This article will detail my personal experience refinancing my loans after graduating pharmacy school and important considerations to think about during the process.
Back in September, I posted an article providing an overview of refinancing student loans and the benefits of doing so. Since writing that article, I’ve received numerous questions asking for step-by-step instructions to refinance and my recommendations to ensure new graduates are saving as much money as possible.
This article will detail my personal experience refinancing my loans after graduating pharmacy school and important considerations to think about during the process. As a disclaimer, if you’re still on the fence about whether you should refinance your loans then check out my previous article, or consider doing more research before committing to refinance.
In 2015, I graduated with over $150,000 in student loans from pharmacy school. At the time, it felt like an insurmountable amount of money to pay back, especially considering I took a substantial pay cut to complete a 1-year residency after graduating. The monthly payments were extremely high and to make matters more confusing, I had multiple loan providers between my private and federal loans, with some in my name and some in my parent’s name. The interest rates on these loans varied from 6.5% to 8%.
After finishing my residency, I knew I had to take a close look at my financial situation and make a plan to aggressively start paying off these loans. After extensive research, I decided to refinance my student loans through Social Finance, Inc (SoFI), an institution that offers a number of different loan types through a “nontraditional” approach.
While there are a number of vendors to refinance student loans, I found SoFI to offer the best resources, repayment plans, and interest rates. In particular, SoFI charges no fees to refinance, no penalties to make additional payments, and a variety of loan terms and rates. Refinancing through SoFI will save me over $15,000 in cumulative payments over a 10-year term by lowering my interest rate to 5%. It also provided the additional benefit of removing my parents from my loans. I personally did not need a co-signer on my loan due to my pharmacist salary and credit score, although this may vary based on your situation.
When to Refinance
Most financial advisors recommend that all new graduates with student loan debt at least consider whether refinancing is right for them. Refinancing has the benefit of providing lower interest rates and consolidating all loans into 1 loan, adding convenience to make 1 monthly payment.
Reasons to consider deferring refinancing includes having a poor credit score, low salary from residency or fellowship, or those who want to keep the provisions in federal loans. If those don’t apply and you have a steady salary, then it’s time to apply!
How to Refinance
Although refinancing student loans may sound intimidating, in reality it is very simple and only takes a few minutes to apply. I want to note that while there are many vendors that can refinance loans, my personal experience was with SoFI, so the rest of the article will detail instructions for this particular vendor.
To start, visit SoFI (by using this link, you will be eligible for a $100 cash bonus for refinancing your student loans).
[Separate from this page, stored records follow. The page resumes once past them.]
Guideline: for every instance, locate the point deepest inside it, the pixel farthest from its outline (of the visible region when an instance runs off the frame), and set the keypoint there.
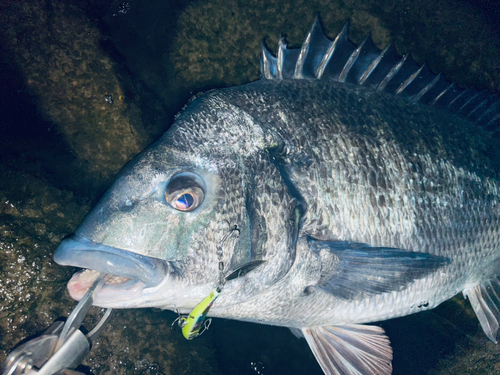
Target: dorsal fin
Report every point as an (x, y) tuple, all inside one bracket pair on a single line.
[(342, 61)]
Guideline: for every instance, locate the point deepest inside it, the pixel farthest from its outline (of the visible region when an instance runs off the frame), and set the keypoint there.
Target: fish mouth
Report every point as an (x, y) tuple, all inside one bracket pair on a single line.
[(128, 274)]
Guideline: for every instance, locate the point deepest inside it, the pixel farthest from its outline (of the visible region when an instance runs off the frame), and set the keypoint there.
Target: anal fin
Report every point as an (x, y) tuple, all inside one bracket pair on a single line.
[(485, 300), (351, 349)]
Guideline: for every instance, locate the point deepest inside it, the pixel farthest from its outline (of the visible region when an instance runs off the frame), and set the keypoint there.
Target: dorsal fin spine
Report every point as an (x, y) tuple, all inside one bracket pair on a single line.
[(329, 53), (339, 60)]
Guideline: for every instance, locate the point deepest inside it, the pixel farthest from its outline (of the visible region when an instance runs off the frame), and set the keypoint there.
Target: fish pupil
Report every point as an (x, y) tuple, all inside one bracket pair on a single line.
[(185, 201)]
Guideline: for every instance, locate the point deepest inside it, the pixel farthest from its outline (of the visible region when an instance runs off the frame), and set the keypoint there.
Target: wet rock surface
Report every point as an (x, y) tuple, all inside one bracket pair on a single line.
[(89, 84)]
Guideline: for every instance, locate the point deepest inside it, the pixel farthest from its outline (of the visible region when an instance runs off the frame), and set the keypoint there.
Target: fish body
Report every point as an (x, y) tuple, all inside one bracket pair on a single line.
[(364, 204)]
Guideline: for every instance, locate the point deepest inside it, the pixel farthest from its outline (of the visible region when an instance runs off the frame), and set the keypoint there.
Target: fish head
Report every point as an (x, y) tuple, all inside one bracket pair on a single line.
[(164, 228)]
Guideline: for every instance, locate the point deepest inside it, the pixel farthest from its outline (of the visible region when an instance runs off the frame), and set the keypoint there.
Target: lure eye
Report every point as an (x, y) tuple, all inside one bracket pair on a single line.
[(184, 192)]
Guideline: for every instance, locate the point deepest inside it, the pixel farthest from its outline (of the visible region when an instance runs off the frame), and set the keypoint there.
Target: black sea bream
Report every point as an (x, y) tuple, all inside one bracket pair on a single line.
[(366, 185)]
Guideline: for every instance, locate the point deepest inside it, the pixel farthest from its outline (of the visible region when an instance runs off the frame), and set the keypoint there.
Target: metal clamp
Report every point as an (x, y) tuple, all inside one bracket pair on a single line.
[(62, 347)]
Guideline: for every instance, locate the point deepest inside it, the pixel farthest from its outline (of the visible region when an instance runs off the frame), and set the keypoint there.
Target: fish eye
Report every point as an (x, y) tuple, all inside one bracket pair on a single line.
[(184, 192)]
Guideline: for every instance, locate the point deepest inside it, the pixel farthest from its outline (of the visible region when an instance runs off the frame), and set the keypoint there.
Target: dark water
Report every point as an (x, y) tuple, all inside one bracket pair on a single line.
[(160, 54)]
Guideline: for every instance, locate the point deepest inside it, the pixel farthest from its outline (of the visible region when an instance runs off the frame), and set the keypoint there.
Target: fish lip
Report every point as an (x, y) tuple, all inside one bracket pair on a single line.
[(79, 251)]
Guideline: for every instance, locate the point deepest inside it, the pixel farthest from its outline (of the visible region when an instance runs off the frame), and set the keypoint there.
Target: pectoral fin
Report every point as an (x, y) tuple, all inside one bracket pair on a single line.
[(351, 349), (485, 300), (359, 269)]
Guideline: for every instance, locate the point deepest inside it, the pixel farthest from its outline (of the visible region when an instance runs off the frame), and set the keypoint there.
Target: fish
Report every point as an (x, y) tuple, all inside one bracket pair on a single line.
[(362, 185)]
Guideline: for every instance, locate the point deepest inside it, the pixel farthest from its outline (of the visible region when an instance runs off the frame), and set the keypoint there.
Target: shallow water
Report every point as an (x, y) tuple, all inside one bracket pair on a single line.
[(58, 152)]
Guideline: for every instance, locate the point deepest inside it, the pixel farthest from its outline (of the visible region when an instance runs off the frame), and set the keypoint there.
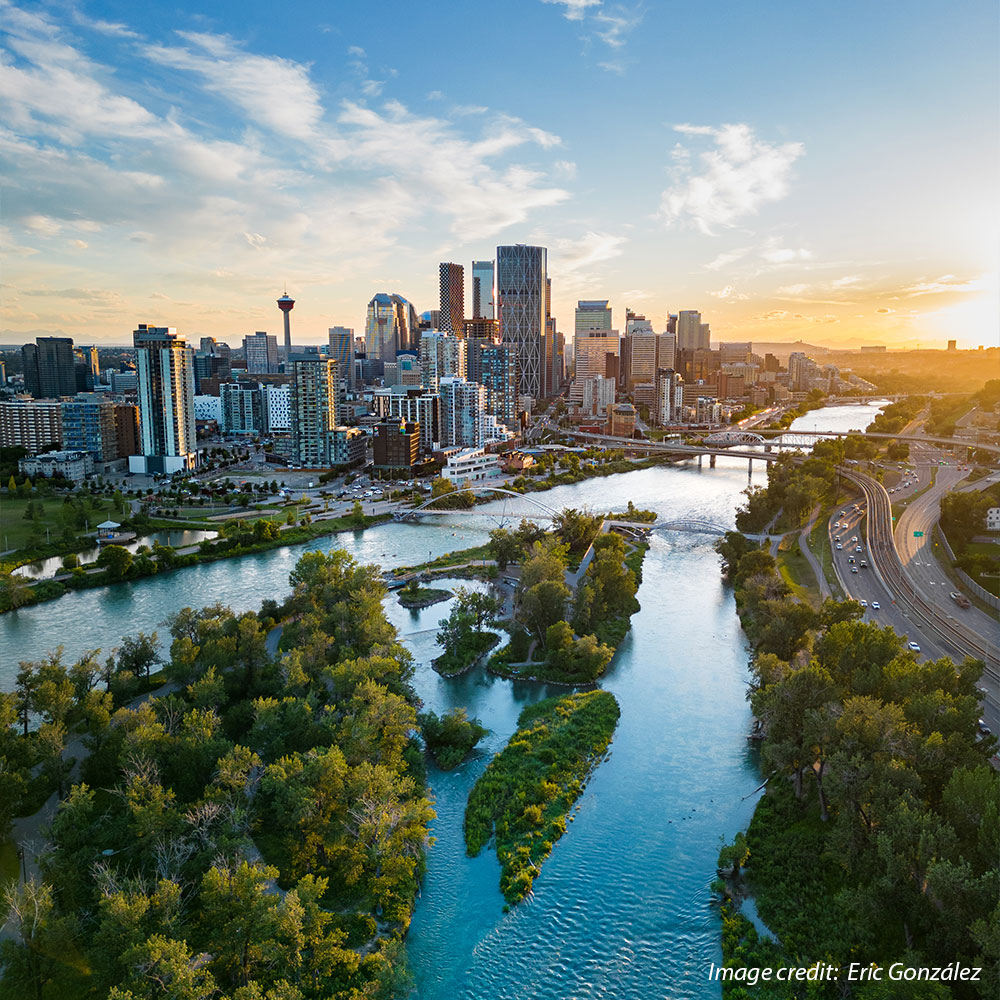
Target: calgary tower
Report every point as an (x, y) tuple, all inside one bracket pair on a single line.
[(285, 304)]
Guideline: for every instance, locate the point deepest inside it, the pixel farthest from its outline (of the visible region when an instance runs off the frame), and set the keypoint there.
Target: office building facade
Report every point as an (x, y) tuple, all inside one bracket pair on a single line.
[(261, 351), (451, 283), (482, 290), (521, 281), (49, 367), (391, 325), (165, 366)]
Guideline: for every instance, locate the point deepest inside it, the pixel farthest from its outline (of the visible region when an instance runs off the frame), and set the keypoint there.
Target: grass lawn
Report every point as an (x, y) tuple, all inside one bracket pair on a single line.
[(819, 542), (796, 571), (16, 530)]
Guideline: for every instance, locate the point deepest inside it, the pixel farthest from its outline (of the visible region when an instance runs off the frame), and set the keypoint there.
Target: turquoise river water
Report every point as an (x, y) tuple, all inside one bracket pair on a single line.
[(622, 909)]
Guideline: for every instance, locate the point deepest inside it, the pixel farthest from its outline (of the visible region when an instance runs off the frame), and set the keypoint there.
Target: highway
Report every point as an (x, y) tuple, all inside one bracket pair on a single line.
[(902, 606)]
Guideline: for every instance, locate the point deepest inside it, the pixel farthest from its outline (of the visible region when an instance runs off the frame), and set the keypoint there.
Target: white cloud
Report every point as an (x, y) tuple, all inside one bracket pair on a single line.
[(276, 93), (731, 181), (574, 10), (609, 25), (729, 292)]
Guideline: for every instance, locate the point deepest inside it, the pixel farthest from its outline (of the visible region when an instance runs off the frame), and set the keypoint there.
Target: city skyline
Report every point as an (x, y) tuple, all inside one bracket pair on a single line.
[(183, 170)]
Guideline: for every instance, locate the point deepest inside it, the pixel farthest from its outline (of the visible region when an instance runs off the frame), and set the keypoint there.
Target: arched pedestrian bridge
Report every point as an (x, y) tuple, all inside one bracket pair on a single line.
[(527, 505)]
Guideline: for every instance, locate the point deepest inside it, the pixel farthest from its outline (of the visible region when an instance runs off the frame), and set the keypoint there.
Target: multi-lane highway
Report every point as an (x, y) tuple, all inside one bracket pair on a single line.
[(937, 631)]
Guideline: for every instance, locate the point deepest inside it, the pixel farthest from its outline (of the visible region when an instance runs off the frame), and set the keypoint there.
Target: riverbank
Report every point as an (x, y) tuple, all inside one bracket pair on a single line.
[(17, 593)]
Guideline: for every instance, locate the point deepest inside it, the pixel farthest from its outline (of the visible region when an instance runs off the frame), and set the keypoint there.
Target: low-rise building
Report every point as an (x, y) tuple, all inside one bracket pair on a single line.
[(469, 465), (397, 444), (72, 465), (348, 446), (621, 420)]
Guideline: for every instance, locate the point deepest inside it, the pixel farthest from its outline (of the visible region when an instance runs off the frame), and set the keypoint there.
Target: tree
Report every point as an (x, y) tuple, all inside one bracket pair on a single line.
[(505, 547), (116, 559), (483, 608), (139, 654), (543, 605), (40, 938)]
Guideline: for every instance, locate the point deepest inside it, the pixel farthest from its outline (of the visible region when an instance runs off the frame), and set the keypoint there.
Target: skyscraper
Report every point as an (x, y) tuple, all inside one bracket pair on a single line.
[(442, 355), (314, 409), (521, 285), (692, 334), (285, 304), (342, 351), (166, 401), (482, 289), (261, 350), (391, 325), (497, 373), (452, 286), (49, 367)]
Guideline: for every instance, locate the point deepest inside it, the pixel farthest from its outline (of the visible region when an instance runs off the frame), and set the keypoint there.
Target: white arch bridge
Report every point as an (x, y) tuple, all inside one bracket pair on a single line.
[(534, 509)]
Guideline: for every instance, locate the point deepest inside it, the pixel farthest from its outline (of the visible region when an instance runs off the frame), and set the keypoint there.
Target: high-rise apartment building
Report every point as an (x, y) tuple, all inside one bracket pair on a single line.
[(88, 424), (243, 408), (261, 351), (166, 401), (592, 314), (451, 280), (415, 405), (692, 334), (342, 351), (521, 287), (31, 424), (482, 290), (463, 412), (391, 325), (590, 350), (396, 444), (49, 367), (442, 355), (497, 368), (314, 409)]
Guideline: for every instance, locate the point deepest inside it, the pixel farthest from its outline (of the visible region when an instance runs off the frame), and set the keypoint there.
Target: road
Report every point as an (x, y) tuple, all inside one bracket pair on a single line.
[(901, 604)]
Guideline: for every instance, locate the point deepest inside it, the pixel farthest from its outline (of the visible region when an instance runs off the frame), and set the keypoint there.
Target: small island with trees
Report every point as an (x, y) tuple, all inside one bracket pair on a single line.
[(522, 799)]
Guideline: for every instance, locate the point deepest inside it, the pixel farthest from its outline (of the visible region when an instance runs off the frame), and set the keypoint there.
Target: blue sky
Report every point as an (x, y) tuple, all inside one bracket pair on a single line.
[(790, 169)]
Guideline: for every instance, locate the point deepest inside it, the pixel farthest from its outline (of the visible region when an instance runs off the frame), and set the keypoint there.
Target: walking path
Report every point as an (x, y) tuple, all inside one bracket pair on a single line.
[(817, 568)]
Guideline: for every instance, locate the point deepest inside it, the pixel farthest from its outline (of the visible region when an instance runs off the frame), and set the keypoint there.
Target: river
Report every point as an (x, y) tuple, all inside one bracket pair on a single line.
[(622, 908)]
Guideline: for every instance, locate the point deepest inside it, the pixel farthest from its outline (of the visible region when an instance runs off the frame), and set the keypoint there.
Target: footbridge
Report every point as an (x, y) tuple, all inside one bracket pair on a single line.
[(535, 508)]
Next, click on “Student Loan Refinancing.” From here, click on “Find my Rate” and enter your personal information. Then click on “Apply Now” next to the “Student Loan Refi” line. You will be asked to enter some additional information including the school you graduated from, degree you obtained, employment status, and current loan information. To note, don’t worry if you don’t have the exact amount of your student loans to the dollar; a rough estimate is fine at this point. Then click “check my rate” and you will be presented with a number of options. From here, you can play with the repayment options to see how it would affect your monthly payment.
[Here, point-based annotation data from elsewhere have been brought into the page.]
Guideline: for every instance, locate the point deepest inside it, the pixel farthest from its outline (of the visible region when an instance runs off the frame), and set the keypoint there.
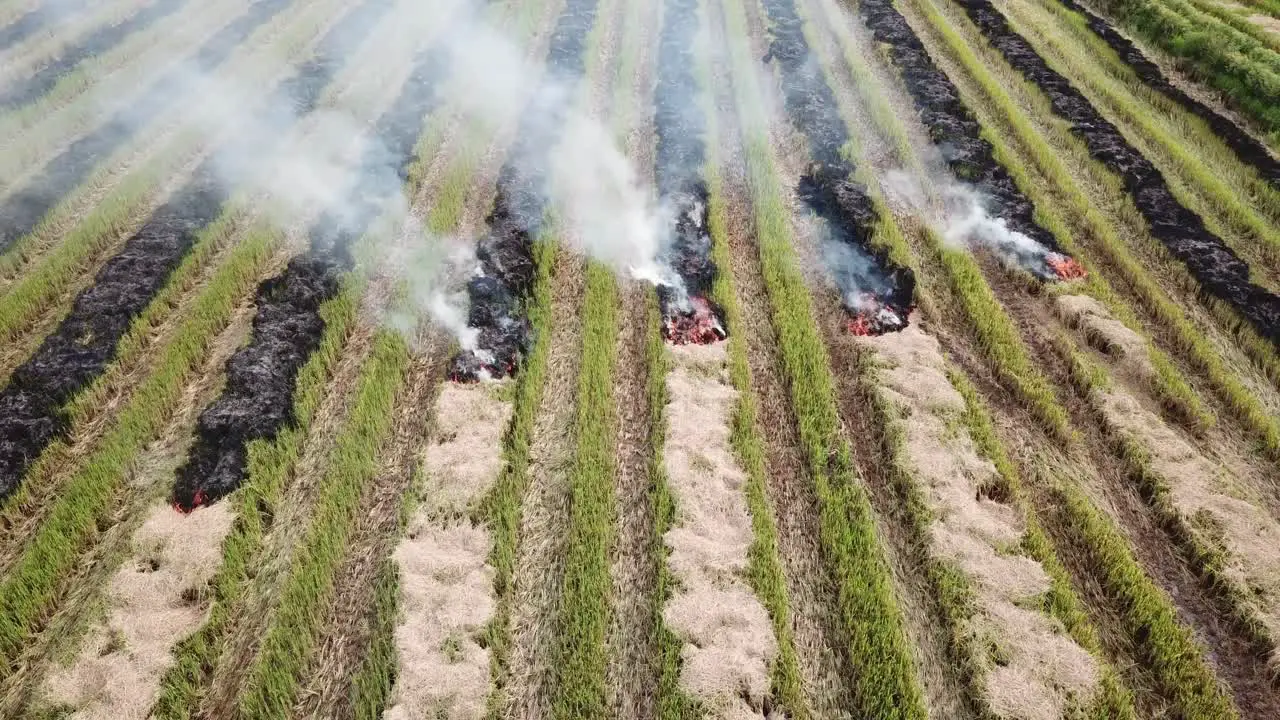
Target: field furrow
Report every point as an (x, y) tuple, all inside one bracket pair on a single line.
[(584, 359)]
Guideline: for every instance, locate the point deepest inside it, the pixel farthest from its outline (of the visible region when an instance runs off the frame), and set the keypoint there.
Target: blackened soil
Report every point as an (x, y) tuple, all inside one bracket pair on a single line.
[(21, 213), (95, 44), (827, 186), (681, 153), (1248, 149), (78, 351), (257, 399), (1220, 272), (506, 251), (950, 124), (36, 19)]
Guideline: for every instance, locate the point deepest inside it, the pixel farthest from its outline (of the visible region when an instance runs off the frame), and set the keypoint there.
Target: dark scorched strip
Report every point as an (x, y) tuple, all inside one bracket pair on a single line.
[(85, 342), (877, 294), (21, 213), (506, 253), (1220, 272), (97, 42), (36, 19), (257, 400), (681, 153), (1248, 149), (955, 132)]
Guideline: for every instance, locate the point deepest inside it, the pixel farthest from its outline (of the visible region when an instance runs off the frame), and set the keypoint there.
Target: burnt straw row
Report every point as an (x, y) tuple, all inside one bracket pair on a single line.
[(688, 313), (23, 210), (257, 400), (36, 19), (877, 294), (1248, 149), (958, 136), (506, 251), (97, 42), (85, 342), (1220, 272)]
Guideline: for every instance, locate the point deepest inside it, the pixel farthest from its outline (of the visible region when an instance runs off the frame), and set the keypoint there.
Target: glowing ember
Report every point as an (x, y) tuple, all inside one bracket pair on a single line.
[(873, 317), (699, 326), (470, 367), (1065, 267), (197, 501)]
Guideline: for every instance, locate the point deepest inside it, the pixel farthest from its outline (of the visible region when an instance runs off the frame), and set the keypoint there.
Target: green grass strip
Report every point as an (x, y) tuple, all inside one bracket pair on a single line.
[(1164, 643), (1010, 119), (36, 580), (1203, 174), (1237, 64), (289, 641), (584, 610), (764, 559), (869, 620), (268, 470), (501, 510)]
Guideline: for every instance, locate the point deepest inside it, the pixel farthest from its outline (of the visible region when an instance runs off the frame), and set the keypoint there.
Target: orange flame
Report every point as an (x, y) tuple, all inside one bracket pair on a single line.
[(1065, 267)]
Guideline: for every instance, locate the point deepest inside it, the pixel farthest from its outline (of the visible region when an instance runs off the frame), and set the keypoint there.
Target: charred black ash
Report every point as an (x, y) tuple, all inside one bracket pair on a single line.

I’ve discussed fixed versus variable rates previously, however keep in mind with fixed rate loans, the interest rate doesn’t change over the life of the loan. The benefit with this is that you’ll be making the same payments every month, but the downside is that the interest rate is generally higher than with variable rate loans. Variable rate loans have an interest rate that will fluctuate in line with a base rate set by various institutions.
If you’re refinancing with a longer repayment period (10 to 20 years) and prefer stability, a fixed rate may be the better option. Personally, I chose a variable rate loan because the interest rate was significantly lower than the fixed rate loan, and I plan to pay off my student loans long before the end of my 10-year term.
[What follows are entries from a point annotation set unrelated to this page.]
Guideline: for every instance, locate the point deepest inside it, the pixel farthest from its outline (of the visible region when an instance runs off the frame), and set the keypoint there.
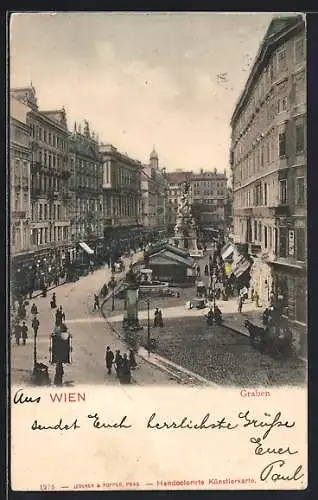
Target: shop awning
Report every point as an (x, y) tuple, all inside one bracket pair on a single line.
[(227, 250), (86, 248)]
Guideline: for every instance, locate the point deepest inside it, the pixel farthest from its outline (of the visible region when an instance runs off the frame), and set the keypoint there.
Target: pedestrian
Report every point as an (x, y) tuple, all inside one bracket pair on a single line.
[(53, 301), (62, 314), (132, 359), (109, 358), (58, 317), (125, 374), (35, 325), (96, 302), (241, 300), (160, 320), (34, 309), (44, 290), (17, 333), (118, 362), (256, 298), (156, 318), (24, 331)]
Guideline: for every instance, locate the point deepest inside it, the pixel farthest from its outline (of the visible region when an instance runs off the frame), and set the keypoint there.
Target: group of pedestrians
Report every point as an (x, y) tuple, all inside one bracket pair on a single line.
[(158, 320), (123, 364), (20, 329)]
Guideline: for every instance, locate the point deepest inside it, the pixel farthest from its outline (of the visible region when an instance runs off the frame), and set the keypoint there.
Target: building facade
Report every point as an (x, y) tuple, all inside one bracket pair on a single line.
[(86, 191), (175, 181), (50, 224), (268, 161), (121, 189), (154, 189), (20, 182), (209, 198)]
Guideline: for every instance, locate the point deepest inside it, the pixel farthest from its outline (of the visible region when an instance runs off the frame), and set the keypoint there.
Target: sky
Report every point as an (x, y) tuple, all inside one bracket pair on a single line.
[(141, 79)]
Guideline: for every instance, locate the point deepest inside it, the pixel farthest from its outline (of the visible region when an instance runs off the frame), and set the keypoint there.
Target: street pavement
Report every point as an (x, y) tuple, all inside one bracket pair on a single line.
[(90, 336)]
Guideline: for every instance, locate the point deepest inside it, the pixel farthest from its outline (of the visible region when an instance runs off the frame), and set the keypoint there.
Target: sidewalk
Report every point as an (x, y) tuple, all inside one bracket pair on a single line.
[(181, 374)]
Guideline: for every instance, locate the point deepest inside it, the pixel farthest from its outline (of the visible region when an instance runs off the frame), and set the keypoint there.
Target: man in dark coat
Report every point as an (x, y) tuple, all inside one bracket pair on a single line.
[(35, 325), (17, 333), (109, 358)]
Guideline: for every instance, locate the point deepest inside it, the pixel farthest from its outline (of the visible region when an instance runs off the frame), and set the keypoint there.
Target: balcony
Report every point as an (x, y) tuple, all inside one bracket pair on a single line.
[(52, 194), (36, 192), (36, 166), (65, 174), (18, 214), (282, 211)]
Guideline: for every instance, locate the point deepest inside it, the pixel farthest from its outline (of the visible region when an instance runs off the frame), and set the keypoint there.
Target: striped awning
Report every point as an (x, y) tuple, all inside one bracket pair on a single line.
[(86, 248)]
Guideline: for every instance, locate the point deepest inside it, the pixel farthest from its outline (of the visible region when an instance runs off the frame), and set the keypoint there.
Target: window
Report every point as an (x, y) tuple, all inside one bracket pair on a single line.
[(299, 88), (300, 243), (282, 144), (262, 157), (282, 104), (265, 236), (300, 190), (281, 61), (282, 241), (265, 194), (299, 50), (283, 191), (301, 302), (300, 138)]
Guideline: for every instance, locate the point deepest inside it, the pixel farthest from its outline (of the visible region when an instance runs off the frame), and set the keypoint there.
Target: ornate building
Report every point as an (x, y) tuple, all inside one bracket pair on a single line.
[(20, 183), (49, 227), (154, 189), (86, 210), (121, 191), (268, 161), (209, 198), (176, 182)]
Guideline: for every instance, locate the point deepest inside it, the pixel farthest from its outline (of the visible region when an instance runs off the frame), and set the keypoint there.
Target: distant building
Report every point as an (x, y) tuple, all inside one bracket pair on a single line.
[(154, 189), (20, 180), (50, 224), (86, 208), (176, 181), (209, 198), (268, 161), (121, 190)]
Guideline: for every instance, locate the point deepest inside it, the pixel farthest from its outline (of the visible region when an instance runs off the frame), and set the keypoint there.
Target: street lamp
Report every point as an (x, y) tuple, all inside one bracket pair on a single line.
[(214, 278), (148, 327), (35, 351)]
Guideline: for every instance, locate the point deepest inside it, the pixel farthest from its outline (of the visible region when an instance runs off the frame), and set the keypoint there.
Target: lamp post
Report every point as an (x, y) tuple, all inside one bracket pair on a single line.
[(148, 327), (35, 350)]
Once you finish this screen you can now submit your information. It may take a few days for the application to officially process. During this time, a SoFI representative will likely call to see if you have any questions about the process or any of their services. Once approved, SoFI will require you enter loan vendor information to officially transfer the loans.
Once your loan has been funded, SoFI works with a third-party loan servicer called MOHELA. You will receive further information to create an account via MOHELA and set up monthly payments. Don’t forget to enroll in the AutoPay program through MOHELA to take advantage of a 0.25% interest rate reduction. Then you’re done, it was really that simple!
Refinancing your student loans from pharmacy school can potentially save you a significant amount of money. It can also provide added convenience from only having to make one payment a month. SoFI is one vendor that offers great services and rates to make paying off your loans easier than ever.